The poem and its symbolism sat quietly in my head until the Arab Spring started and the imperial nature of Ghadaffi and others became clearer. The rapidity of events fascinated me and I began to link the carnage of the Arab Spring with other genocides and particularly with Ozymandias, the “sneer of cold command”. My life has been filled with experiences under such dictators (with the exception of Sudan, I have lived in or travelled in all the other countries represented in the paintings)”.
In making my selection of who to paint (and there are many of them) I decided they needed to have been committing their atrocities during my lifetime, to have been truly genocidal in the sense of deliberately killing their own citizens and to have been the leader of their nation during the time of pursuing these murders. There are, alas, many more that could have been included.
Ozymandias
by Percey Bysshe Shelly (1792-1822)
I met a traveler from an antique land
Who said: Two vast and trunkless legs of stone
Stand in the desert.
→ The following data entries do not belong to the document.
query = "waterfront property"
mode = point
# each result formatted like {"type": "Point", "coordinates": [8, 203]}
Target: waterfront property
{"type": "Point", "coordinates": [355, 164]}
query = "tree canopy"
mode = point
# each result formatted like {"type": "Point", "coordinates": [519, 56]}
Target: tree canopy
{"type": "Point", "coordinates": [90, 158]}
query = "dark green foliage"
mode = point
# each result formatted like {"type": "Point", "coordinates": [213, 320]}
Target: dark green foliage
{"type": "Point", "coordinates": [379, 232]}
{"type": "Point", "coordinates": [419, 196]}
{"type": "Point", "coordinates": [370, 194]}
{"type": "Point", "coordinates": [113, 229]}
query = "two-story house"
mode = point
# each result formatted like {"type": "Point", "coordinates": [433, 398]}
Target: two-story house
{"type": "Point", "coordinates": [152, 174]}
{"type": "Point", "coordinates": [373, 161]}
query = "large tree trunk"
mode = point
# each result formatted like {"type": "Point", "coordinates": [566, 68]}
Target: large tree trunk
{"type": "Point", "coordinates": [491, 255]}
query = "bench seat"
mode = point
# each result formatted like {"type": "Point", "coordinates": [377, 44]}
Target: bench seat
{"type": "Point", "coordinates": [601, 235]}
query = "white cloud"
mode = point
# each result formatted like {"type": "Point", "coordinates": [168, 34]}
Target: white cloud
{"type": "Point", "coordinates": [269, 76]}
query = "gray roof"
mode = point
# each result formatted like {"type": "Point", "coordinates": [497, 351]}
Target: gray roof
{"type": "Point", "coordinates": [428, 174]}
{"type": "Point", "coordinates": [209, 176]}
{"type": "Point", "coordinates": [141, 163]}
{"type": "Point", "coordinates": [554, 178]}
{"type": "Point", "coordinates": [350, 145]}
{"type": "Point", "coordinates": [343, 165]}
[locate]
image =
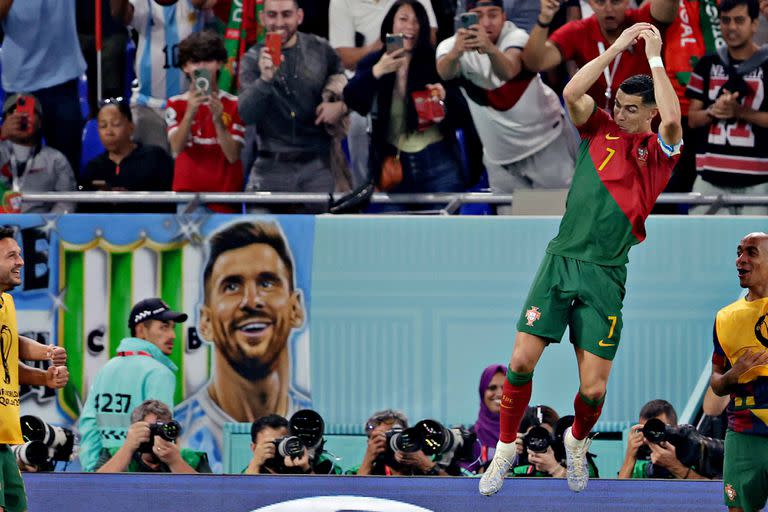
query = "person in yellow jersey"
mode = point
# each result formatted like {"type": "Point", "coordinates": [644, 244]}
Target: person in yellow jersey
{"type": "Point", "coordinates": [12, 347]}
{"type": "Point", "coordinates": [740, 368]}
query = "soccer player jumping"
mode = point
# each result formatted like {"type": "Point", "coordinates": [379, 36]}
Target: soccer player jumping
{"type": "Point", "coordinates": [621, 169]}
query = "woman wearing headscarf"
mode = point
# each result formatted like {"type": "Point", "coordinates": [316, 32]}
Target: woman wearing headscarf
{"type": "Point", "coordinates": [487, 425]}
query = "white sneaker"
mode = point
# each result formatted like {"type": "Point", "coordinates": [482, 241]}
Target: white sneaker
{"type": "Point", "coordinates": [576, 458]}
{"type": "Point", "coordinates": [493, 478]}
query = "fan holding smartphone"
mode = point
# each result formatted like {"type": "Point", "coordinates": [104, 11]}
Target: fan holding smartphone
{"type": "Point", "coordinates": [26, 164]}
{"type": "Point", "coordinates": [204, 128]}
{"type": "Point", "coordinates": [411, 149]}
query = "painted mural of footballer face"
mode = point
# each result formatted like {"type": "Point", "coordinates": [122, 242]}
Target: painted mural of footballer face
{"type": "Point", "coordinates": [251, 305]}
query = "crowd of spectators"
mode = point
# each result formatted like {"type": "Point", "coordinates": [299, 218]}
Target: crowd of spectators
{"type": "Point", "coordinates": [455, 95]}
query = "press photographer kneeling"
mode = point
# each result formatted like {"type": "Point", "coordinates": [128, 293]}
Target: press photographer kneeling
{"type": "Point", "coordinates": [660, 448]}
{"type": "Point", "coordinates": [540, 449]}
{"type": "Point", "coordinates": [281, 446]}
{"type": "Point", "coordinates": [150, 446]}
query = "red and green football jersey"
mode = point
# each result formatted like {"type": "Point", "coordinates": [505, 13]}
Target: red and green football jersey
{"type": "Point", "coordinates": [617, 179]}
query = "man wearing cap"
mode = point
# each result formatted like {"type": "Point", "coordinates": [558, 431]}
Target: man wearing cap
{"type": "Point", "coordinates": [26, 165]}
{"type": "Point", "coordinates": [521, 124]}
{"type": "Point", "coordinates": [141, 371]}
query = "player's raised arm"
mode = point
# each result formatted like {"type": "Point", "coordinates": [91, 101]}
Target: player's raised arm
{"type": "Point", "coordinates": [580, 104]}
{"type": "Point", "coordinates": [670, 129]}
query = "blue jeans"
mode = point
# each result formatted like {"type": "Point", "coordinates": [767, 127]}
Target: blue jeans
{"type": "Point", "coordinates": [433, 169]}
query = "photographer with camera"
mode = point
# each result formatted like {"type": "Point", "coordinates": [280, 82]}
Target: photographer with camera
{"type": "Point", "coordinates": [384, 429]}
{"type": "Point", "coordinates": [150, 446]}
{"type": "Point", "coordinates": [292, 446]}
{"type": "Point", "coordinates": [535, 444]}
{"type": "Point", "coordinates": [654, 454]}
{"type": "Point", "coordinates": [270, 454]}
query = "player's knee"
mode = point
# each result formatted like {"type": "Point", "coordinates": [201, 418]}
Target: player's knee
{"type": "Point", "coordinates": [520, 363]}
{"type": "Point", "coordinates": [593, 391]}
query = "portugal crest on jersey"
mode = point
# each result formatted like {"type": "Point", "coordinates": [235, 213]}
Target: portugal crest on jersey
{"type": "Point", "coordinates": [532, 315]}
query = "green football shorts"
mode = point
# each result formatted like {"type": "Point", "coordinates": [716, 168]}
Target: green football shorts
{"type": "Point", "coordinates": [745, 471]}
{"type": "Point", "coordinates": [583, 296]}
{"type": "Point", "coordinates": [13, 498]}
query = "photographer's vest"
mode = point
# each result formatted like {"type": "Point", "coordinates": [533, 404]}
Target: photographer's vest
{"type": "Point", "coordinates": [10, 425]}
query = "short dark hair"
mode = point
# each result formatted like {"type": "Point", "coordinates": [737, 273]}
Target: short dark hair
{"type": "Point", "coordinates": [295, 2]}
{"type": "Point", "coordinates": [7, 232]}
{"type": "Point", "coordinates": [121, 106]}
{"type": "Point", "coordinates": [243, 234]}
{"type": "Point", "coordinates": [270, 421]}
{"type": "Point", "coordinates": [205, 46]}
{"type": "Point", "coordinates": [753, 7]}
{"type": "Point", "coordinates": [156, 407]}
{"type": "Point", "coordinates": [656, 408]}
{"type": "Point", "coordinates": [640, 85]}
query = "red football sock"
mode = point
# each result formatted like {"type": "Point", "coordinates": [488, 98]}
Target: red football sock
{"type": "Point", "coordinates": [586, 414]}
{"type": "Point", "coordinates": [514, 400]}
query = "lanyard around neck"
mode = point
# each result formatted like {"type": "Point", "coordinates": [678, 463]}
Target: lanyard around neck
{"type": "Point", "coordinates": [609, 76]}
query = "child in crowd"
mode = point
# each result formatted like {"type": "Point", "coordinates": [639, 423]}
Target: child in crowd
{"type": "Point", "coordinates": [204, 128]}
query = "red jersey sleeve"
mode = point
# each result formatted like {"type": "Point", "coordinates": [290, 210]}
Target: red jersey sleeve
{"type": "Point", "coordinates": [568, 38]}
{"type": "Point", "coordinates": [174, 112]}
{"type": "Point", "coordinates": [235, 127]}
{"type": "Point", "coordinates": [598, 118]}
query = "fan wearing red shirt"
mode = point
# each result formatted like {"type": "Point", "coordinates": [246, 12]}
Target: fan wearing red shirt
{"type": "Point", "coordinates": [582, 41]}
{"type": "Point", "coordinates": [204, 129]}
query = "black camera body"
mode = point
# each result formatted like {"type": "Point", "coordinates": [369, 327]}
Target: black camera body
{"type": "Point", "coordinates": [44, 444]}
{"type": "Point", "coordinates": [170, 431]}
{"type": "Point", "coordinates": [432, 438]}
{"type": "Point", "coordinates": [692, 449]}
{"type": "Point", "coordinates": [306, 428]}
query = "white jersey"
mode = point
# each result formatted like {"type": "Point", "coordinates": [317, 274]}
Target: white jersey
{"type": "Point", "coordinates": [514, 119]}
{"type": "Point", "coordinates": [202, 423]}
{"type": "Point", "coordinates": [161, 29]}
{"type": "Point", "coordinates": [345, 17]}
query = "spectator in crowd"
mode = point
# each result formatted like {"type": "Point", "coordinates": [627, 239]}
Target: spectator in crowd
{"type": "Point", "coordinates": [250, 307]}
{"type": "Point", "coordinates": [266, 434]}
{"type": "Point", "coordinates": [354, 31]}
{"type": "Point", "coordinates": [740, 369]}
{"type": "Point", "coordinates": [519, 119]}
{"type": "Point", "coordinates": [487, 425]}
{"type": "Point", "coordinates": [145, 451]}
{"type": "Point", "coordinates": [158, 71]}
{"type": "Point", "coordinates": [385, 86]}
{"type": "Point", "coordinates": [141, 370]}
{"type": "Point", "coordinates": [728, 105]}
{"type": "Point", "coordinates": [284, 100]}
{"type": "Point", "coordinates": [204, 128]}
{"type": "Point", "coordinates": [42, 57]}
{"type": "Point", "coordinates": [661, 457]}
{"type": "Point", "coordinates": [114, 38]}
{"type": "Point", "coordinates": [26, 164]}
{"type": "Point", "coordinates": [583, 40]}
{"type": "Point", "coordinates": [380, 459]}
{"type": "Point", "coordinates": [126, 165]}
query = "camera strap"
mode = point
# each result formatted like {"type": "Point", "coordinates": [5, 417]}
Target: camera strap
{"type": "Point", "coordinates": [134, 353]}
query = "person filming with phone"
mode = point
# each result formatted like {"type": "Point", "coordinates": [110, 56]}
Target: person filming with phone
{"type": "Point", "coordinates": [204, 129]}
{"type": "Point", "coordinates": [412, 149]}
{"type": "Point", "coordinates": [291, 90]}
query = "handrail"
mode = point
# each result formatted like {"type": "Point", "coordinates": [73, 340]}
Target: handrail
{"type": "Point", "coordinates": [451, 201]}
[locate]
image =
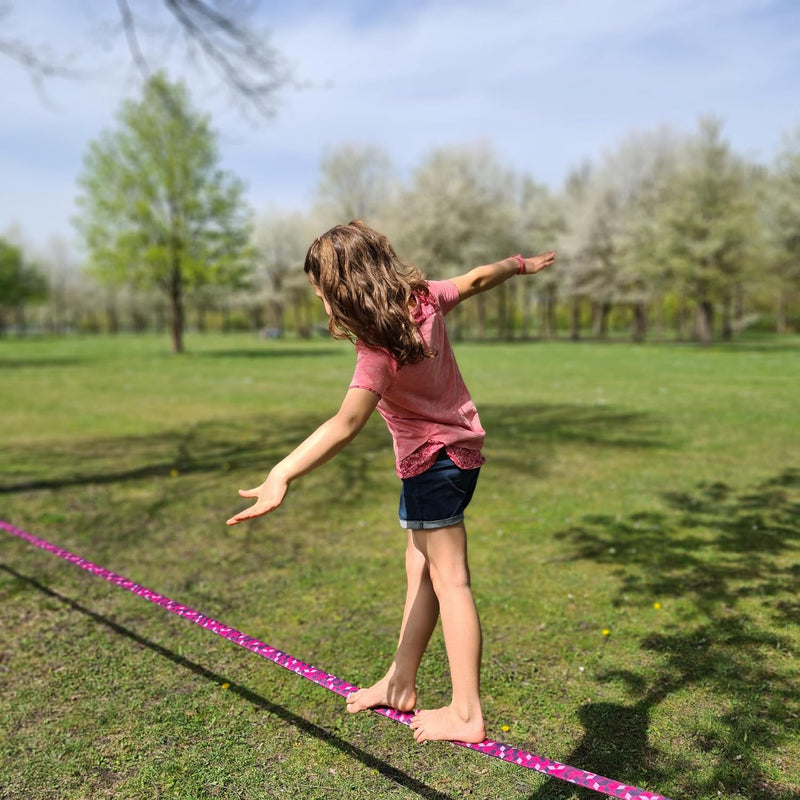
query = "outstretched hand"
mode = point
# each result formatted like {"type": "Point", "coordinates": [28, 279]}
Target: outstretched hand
{"type": "Point", "coordinates": [268, 496]}
{"type": "Point", "coordinates": [538, 263]}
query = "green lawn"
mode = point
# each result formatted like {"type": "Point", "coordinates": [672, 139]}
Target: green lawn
{"type": "Point", "coordinates": [634, 548]}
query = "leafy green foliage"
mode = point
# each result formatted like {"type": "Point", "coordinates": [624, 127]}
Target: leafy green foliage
{"type": "Point", "coordinates": [156, 209]}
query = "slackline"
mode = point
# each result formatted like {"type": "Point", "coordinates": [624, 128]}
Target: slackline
{"type": "Point", "coordinates": [514, 755]}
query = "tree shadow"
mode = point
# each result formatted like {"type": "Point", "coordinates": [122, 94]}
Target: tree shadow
{"type": "Point", "coordinates": [270, 352]}
{"type": "Point", "coordinates": [257, 442]}
{"type": "Point", "coordinates": [308, 728]}
{"type": "Point", "coordinates": [729, 556]}
{"type": "Point", "coordinates": [39, 363]}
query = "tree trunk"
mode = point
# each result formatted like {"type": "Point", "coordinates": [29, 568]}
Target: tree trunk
{"type": "Point", "coordinates": [527, 303]}
{"type": "Point", "coordinates": [503, 327]}
{"type": "Point", "coordinates": [600, 312]}
{"type": "Point", "coordinates": [704, 322]}
{"type": "Point", "coordinates": [727, 324]}
{"type": "Point", "coordinates": [550, 294]}
{"type": "Point", "coordinates": [780, 312]}
{"type": "Point", "coordinates": [639, 322]}
{"type": "Point", "coordinates": [480, 304]}
{"type": "Point", "coordinates": [176, 307]}
{"type": "Point", "coordinates": [575, 319]}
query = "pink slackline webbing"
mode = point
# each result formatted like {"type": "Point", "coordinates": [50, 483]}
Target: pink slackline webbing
{"type": "Point", "coordinates": [554, 769]}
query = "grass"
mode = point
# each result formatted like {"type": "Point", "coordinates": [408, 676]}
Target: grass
{"type": "Point", "coordinates": [634, 548]}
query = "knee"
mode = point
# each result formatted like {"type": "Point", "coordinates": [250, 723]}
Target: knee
{"type": "Point", "coordinates": [450, 579]}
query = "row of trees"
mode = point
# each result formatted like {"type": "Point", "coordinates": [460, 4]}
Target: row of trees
{"type": "Point", "coordinates": [675, 227]}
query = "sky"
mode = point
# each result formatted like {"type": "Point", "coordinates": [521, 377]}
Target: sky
{"type": "Point", "coordinates": [549, 84]}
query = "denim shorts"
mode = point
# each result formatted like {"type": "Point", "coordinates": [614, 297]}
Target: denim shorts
{"type": "Point", "coordinates": [437, 498]}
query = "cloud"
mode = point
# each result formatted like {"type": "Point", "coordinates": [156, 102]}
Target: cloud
{"type": "Point", "coordinates": [550, 84]}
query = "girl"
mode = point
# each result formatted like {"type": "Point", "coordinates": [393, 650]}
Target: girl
{"type": "Point", "coordinates": [406, 369]}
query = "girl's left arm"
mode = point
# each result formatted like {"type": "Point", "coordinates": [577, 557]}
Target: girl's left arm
{"type": "Point", "coordinates": [481, 279]}
{"type": "Point", "coordinates": [322, 445]}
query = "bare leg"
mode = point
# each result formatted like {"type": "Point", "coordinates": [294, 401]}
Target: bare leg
{"type": "Point", "coordinates": [397, 688]}
{"type": "Point", "coordinates": [462, 720]}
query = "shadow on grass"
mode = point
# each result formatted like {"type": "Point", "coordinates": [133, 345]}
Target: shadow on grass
{"type": "Point", "coordinates": [308, 728]}
{"type": "Point", "coordinates": [39, 363]}
{"type": "Point", "coordinates": [729, 556]}
{"type": "Point", "coordinates": [215, 446]}
{"type": "Point", "coordinates": [270, 352]}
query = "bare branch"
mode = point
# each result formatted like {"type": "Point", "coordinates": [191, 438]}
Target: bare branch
{"type": "Point", "coordinates": [129, 26]}
{"type": "Point", "coordinates": [233, 47]}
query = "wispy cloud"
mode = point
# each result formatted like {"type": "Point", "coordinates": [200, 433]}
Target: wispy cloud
{"type": "Point", "coordinates": [550, 84]}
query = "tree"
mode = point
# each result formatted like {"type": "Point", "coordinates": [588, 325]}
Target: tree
{"type": "Point", "coordinates": [220, 34]}
{"type": "Point", "coordinates": [460, 211]}
{"type": "Point", "coordinates": [20, 281]}
{"type": "Point", "coordinates": [355, 182]}
{"type": "Point", "coordinates": [709, 218]}
{"type": "Point", "coordinates": [781, 217]}
{"type": "Point", "coordinates": [280, 242]}
{"type": "Point", "coordinates": [156, 209]}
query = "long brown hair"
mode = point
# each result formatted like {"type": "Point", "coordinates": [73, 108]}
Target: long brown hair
{"type": "Point", "coordinates": [369, 290]}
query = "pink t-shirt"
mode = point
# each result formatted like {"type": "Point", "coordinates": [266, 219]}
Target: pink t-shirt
{"type": "Point", "coordinates": [426, 405]}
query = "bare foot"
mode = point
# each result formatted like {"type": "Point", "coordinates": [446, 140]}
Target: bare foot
{"type": "Point", "coordinates": [445, 723]}
{"type": "Point", "coordinates": [386, 692]}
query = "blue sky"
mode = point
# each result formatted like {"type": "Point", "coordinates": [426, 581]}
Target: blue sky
{"type": "Point", "coordinates": [549, 84]}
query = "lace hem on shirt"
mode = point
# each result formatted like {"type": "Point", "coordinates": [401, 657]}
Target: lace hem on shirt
{"type": "Point", "coordinates": [425, 456]}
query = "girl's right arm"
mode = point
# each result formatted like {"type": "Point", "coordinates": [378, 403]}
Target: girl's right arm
{"type": "Point", "coordinates": [481, 279]}
{"type": "Point", "coordinates": [331, 437]}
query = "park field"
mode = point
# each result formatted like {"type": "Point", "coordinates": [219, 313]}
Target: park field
{"type": "Point", "coordinates": [635, 554]}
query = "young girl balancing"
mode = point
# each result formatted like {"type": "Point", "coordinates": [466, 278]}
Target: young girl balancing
{"type": "Point", "coordinates": [406, 369]}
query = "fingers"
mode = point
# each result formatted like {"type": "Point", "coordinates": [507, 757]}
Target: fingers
{"type": "Point", "coordinates": [540, 262]}
{"type": "Point", "coordinates": [249, 513]}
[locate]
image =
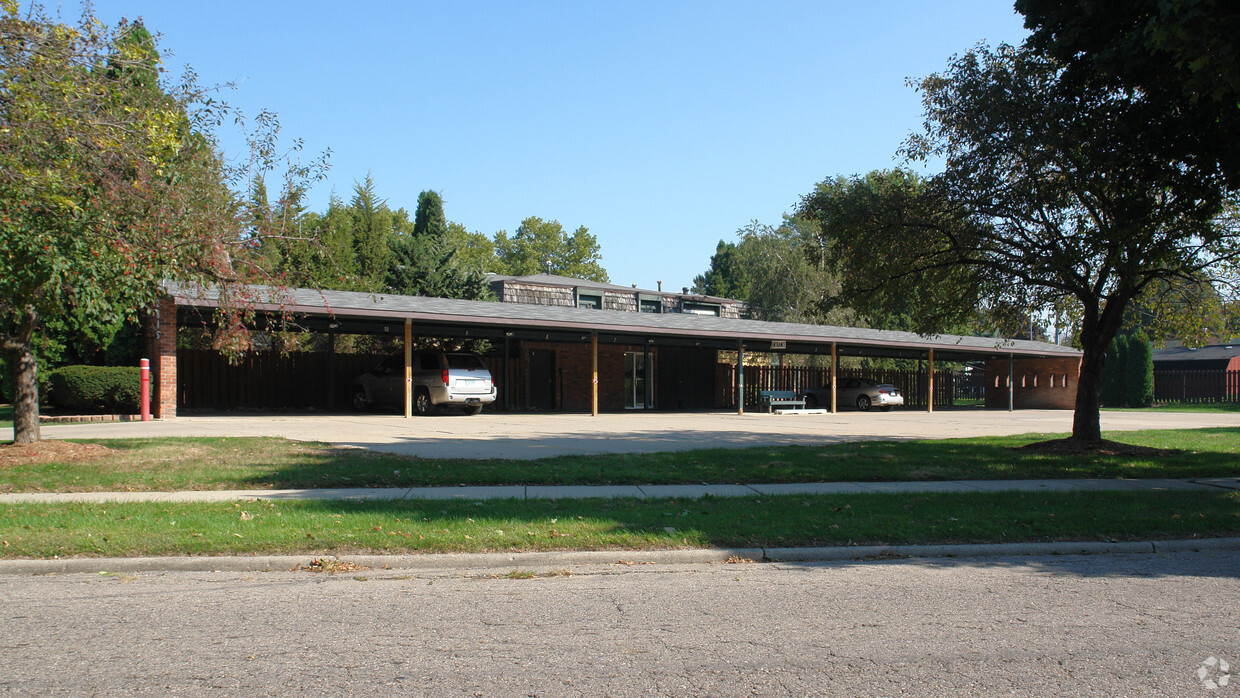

Near them, on the sand,
Half sunk, a shattered visage lies, whose frown,
And wrinkled lip, and sneer of cold command,
Tell that its sculptor well those passions read
Which yet survive, stamped on these lifeless things,
The hand that mocked them, and the heart that fed;
And on the pedestal these words appear:
“My name is Ozymandias, king of kings:
Look on my works, ye Mighty, and despair!”
Nothing beside remains. Round the decay
Of that colossal wreck, boundless and bare
The lone and level sands stretch far away.